Secondly, Abouelfettoh et al. (2008) and Huang et al. (2009) reported very short follow-up periods of 6 and 4 weeks respectively, which may have limited the studies’ ability to adequately assess possible long-term effect of the treatment . But, Huang et al. (2009) argue that a short-term follow-up duration was used to prevent loss to follow-up.

Thirdly, Al-Sahab et al. (2010) and Collins et al. (2004) reported wide CI, which suggests that their sample sizes were small and may limit generalisability of their results. Conversely, Collins et al. (2008) reported a narrow CI, which implies that the sample size was adequate. However, there is overlap in the CI reported by these studies (Collins et al., 2004; Kramer and Kakuma, 2007; Collins et al., 2008; Flint et al., 2008), which implies weak precision of their results. Furthermore, the generalisability of the findings of Al-Sahab et al. (2010) is limited by the type of research - cross-sectional study does not measure causality (Evans, 2003; Fineout-Overholt et al., 2005).
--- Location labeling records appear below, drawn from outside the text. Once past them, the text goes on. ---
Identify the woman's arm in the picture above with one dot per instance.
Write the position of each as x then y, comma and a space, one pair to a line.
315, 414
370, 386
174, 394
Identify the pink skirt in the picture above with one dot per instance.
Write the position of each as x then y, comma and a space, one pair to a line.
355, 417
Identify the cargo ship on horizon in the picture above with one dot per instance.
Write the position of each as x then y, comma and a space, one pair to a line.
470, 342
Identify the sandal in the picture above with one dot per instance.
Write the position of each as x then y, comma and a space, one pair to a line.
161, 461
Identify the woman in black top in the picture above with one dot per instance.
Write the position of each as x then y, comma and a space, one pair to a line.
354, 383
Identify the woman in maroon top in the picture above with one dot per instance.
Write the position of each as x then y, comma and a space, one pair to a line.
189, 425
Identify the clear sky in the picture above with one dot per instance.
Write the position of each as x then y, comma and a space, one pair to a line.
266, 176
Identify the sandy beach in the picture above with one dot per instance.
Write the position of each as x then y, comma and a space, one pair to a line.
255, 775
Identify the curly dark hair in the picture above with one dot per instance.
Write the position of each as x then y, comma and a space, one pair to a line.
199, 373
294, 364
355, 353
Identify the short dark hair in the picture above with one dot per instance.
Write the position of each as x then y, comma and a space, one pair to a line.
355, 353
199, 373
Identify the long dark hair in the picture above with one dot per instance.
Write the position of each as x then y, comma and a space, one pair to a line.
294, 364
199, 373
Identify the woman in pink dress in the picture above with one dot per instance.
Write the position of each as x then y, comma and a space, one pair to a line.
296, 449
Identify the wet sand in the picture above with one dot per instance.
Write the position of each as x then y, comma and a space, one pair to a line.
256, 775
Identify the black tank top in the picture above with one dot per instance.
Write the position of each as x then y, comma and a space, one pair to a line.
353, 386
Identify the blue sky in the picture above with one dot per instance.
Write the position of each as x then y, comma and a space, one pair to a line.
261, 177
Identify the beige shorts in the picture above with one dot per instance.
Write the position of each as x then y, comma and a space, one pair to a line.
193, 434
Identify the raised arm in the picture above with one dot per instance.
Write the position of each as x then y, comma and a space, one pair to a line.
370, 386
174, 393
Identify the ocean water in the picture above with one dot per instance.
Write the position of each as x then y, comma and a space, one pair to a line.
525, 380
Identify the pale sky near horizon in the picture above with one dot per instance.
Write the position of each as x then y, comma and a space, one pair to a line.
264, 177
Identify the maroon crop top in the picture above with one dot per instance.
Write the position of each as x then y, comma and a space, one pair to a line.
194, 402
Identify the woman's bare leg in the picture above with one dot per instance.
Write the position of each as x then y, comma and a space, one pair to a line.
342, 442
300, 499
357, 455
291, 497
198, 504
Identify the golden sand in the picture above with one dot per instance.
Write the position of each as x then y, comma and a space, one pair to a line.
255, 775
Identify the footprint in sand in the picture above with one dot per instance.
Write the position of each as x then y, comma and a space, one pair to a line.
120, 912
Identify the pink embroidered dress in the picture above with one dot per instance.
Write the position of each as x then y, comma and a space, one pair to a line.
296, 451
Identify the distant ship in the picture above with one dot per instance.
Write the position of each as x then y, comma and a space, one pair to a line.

With the exception of Al-Sahab et al. (2010), the bottom line of these studies is that their findings have clinical and policy implications in promoting EBF in PIs using CF approach in similar settings and population.

Conclusion

In this review, evidence from pooled results may seem to suggest that CF when compared to BF is associated with reduced negative sucking behaviours (suggestive of the absence of nipple confusion phenomenon), unacceptably long hospital stays, and the inability to maintain EBF after discharge from hospital . However , there is insufficient credible evidence in this literature review on which to base recommendations of CF over BF as an exclusive supplemental feeding method for promoting EBF in PIs.

Consequently, the implications of this evidence for future research and practice is that other factors such as hygiene, setting/environment and economic status should also be considered when investigating and/or deciding whether CF is better than BF.